Key Concepts in Negotiating Venture Capital Financing 

     

Identifying the right venture capital partner and securing financing represent major achievements for a growth-stage company. Before the transaction is finalized, however, management faces an additional hurdle: negotiating the terms of the venture capital financing.

The key concepts involved in the negotiations are outlined below. The terms and conditions of the proposed investment are usually presented in a term sheet.

The valuation of the company is critical because it governs the percentage of equity relinquished in return for the investment capital. Valuation is usually expressed in “pre-money” terms, before injection of the venture capital funds. It is typically based on industry comparable valuations and recent transactions. Management should prepare a strong case for maximizing the value placed on their business.

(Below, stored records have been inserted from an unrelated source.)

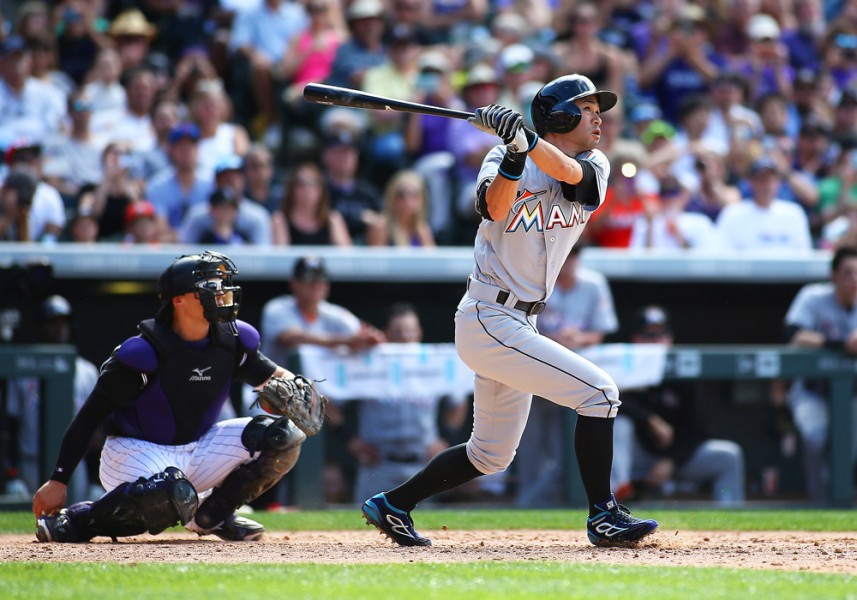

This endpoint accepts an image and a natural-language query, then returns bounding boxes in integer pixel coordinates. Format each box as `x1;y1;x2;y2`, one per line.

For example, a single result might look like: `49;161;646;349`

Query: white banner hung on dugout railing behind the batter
300;344;667;400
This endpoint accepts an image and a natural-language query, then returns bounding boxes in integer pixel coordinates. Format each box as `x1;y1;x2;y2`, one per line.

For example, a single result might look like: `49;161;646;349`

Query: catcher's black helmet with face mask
155;250;241;335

The total investment and timing of cash inflows are also important. The release of funds may be staggered over time and payments may be tied to the accomplishment of set milestones. No funds will be released before the due diligence process is completed, which can take up to 45 days. During this period, the venture capital provider will insist on an exclusivity period when the company will be prohibited from accepting an alternative financing proposal.

Venture capital providers usually receive preferred stock in return for their investment. The main characteristic of preferred stock is that it has priority over common stock (usually owned by company founders) in the event of a company liquidation or sale. This provides downside protection for the venture capital provider. The provisions of the preferred stock may also include the right to accrue dividends, which become payable when the company is profitable, and the right to convert the preferred stock to common stock to profit from upside potential if the business is successful.

Stock owned by company founders and management may include vesting provisions, whereby the right to ownership accrues over time. This aligns management interests with those of investors.

Venture capitalists also negotiate for anti-dilution provisions to protect their position if later financing rounds place a lower value on the company. This puts an investor in a previous round in the same position as if they had invested at the lower price of the subsequent valuation. They also usually require pre-emptive rights for future equity offerings so they have the option to maintain their percentage ownership through additional investment.

Venture capital investors will want to occupy or appoint a set number of board positions. They may also seek the right to add to or change the incumbent management team and specify the terms of management employment contracts. Restrictions may also be placed on the actions that management can take without venture capitalist approval, such as raising additional capital or divesting assets. Investors will also takes measures to ensure that all intellectual property rights reside with the company and not employees.

Preparedness, knowledge and leverage are the keys to successful negotiation and a company should engage experienced legal representation to ensure the most favorable outcome. Do not underestimate the implications of the financing terms on the future success of the business and the future wealth of the company founders.